On the Scene: Consular Corps 2010 Inaugural Ball
Consular Corps honors Schweizer, Stackpole at ball
Photos by John Berger / email@example.com
Hank Stackpole, LTGEN, USMC (Ret.) and his wife, Vivian, shared a table with Dr. Lawrence K.W. Tseu, Stella and Chief Justice Ronald T.Y. Moon, and John Henry Felix, honorary consul of Spain and Portugal.
By John Berger
Two prominent Honolulu residents were honored, for their contributions to international diplomacy and to international relations respectively, as the Consular Corps Hawaii presented Niklaus Schweizer, honorary consul of Switzerland, the Distinguished Service Medal, and Hank Stackpole, LTGEN, USMC (Ret.), the Distinguished Service Medal, at the Corps’ 2010 Inaugural Ball last Saturday at the Royal Hawaiian Hotel.
In accepting the honor, Stackpole said he was “thankful for my (wife) Vivian” and recalled a time early in their marriage when he came home from field exercises in a “grungey” uniform — she told him to step outside and “burn it.” He also got an appreciative laugh when he quoted her as saying that being married to a Marine is “a lifetime reclamation project.”
Schweizer, the Corps’ historian for several decades, will celebrate his 70th birthday this year, and was informed by the emcee, William Paupe, honorary consul of Kiribati, that although he must retire as honorary Swiss consul at 70, he will have honorary membership in the organization for life.
The other official business was taken care of before dinner when Paupe was joined by Chief Justice Ronald T.Y. Moon and outgoing Corps dean Yoshihiko Kamo, consul general of Japan, for the official inauguration of the Corps’ officers for 2010: Dean Patricia Lee, honorary consul of France; Vice-Dean Leoncio Cardenas, consul general of the Philippines; secretary Nina Hamre Fasi, honorary consul of Norway; treasurer Annie Kaneshiro, honorary consular agent of Tonga; auditor Kusuma Cooray, honorary consul of Sri Lanka; and Corps historian Niklaus Schweizer.
Cardenas will serve as dean in 2011. Moon, who was given lifetime membership in the Corps last year, got a laugh from the audience when he solemnly pledged that he would never pronounce “corps” as “corpse” (the correct pronunciation is “core”).
Addressing the group and their guests after dinner in her first speech as dean of the Corps, Lee mentioned pending legislation that would restrict or possibly ban the sale of foie gras in Hawaii and described foie gras as a traditional French delicacy.
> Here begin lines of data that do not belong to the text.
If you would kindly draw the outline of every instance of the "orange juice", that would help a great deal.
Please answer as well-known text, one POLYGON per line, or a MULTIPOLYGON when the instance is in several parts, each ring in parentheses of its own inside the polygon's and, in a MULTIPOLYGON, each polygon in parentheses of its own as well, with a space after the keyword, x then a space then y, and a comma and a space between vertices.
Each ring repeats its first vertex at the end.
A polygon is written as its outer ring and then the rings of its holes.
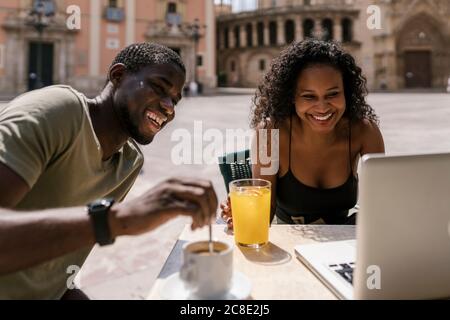
POLYGON ((269 241, 270 184, 231 188, 234 237, 237 244, 259 247, 269 241))

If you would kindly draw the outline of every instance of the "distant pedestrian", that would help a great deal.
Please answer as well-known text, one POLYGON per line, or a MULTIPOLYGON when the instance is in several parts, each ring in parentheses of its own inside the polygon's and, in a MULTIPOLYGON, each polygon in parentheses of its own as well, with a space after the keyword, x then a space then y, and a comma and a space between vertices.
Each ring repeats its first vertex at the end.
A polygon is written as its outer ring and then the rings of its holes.
POLYGON ((198 84, 195 81, 189 83, 189 91, 191 96, 196 96, 198 94, 198 84))
POLYGON ((183 87, 183 97, 189 97, 190 96, 190 89, 189 89, 189 83, 186 83, 183 87))

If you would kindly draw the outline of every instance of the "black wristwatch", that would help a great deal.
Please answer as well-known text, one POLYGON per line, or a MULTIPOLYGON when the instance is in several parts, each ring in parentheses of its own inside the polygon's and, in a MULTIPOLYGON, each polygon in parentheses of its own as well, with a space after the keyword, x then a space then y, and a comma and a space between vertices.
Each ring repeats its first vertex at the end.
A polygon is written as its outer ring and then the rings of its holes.
POLYGON ((95 240, 101 246, 113 244, 115 240, 111 237, 111 229, 108 220, 109 209, 113 204, 114 199, 105 198, 95 200, 87 206, 94 227, 95 240))

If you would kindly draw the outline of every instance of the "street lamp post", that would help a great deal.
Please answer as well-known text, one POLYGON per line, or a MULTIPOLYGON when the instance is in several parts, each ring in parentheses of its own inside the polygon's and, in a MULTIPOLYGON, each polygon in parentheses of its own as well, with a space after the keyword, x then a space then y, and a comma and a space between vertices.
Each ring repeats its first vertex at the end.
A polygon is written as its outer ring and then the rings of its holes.
POLYGON ((42 44, 43 34, 45 28, 49 26, 48 16, 53 12, 45 12, 45 6, 42 0, 37 0, 35 6, 29 13, 28 25, 34 27, 38 33, 37 54, 36 54, 36 85, 35 89, 42 88, 44 86, 42 82, 42 44))
POLYGON ((192 26, 192 38, 194 39, 194 82, 198 87, 198 73, 197 73, 197 52, 198 52, 198 42, 200 41, 200 26, 198 24, 198 19, 194 20, 192 26))
POLYGON ((199 92, 201 93, 201 83, 198 81, 198 70, 197 70, 197 65, 198 65, 198 57, 197 57, 198 44, 199 44, 199 41, 200 41, 200 39, 202 37, 202 35, 200 33, 200 28, 205 28, 205 26, 200 26, 199 20, 196 18, 194 20, 194 23, 190 26, 190 29, 191 29, 192 39, 194 40, 194 82, 195 82, 196 87, 198 88, 199 92))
The menu for the event was definitely French in theme and foie gras was prominently featured in both the hors d’oeuvres and dinner choices made by Fred Hellekes, Bailli Provincial of the Chaine des Rotisseures, who supervised the menu and selected the wines to compliment it.
The Consular Corps Hawaii traces its history back to 1824 and meetings between American and British consular representatives. France became the third nation to have consular representation here when Jules Dudoit was appointed consular agent in 1837.
Niklaus Schweizer, honorary consul of Switzerland, third from left, talked informally with Watters O. Martin, left, Guido Carlo Pigliasco and Prince Vittorio Alliata di Montereale before going in for dinner.
Niklaus Schweizer was congratulated by Gladys Vernoy, honorary consul of Chile, after he received the Corps’ Distinguished Service Medal.
Claus Hansen, recently appointed honorary consul of Denmark, attended the ball with his wife, Diane Ako, center, and mother-in-law, Vera Ako.
Barry Zlatoper, third from left, and her husband, R.J. “Zap” Zlatoper, honorary consul of Slovenia, fourth from left, enjoyed pre-dinner cocktail conversation on the lanai with Mark Polivka, left, Karen Tiller and Josette and Carl Marsh.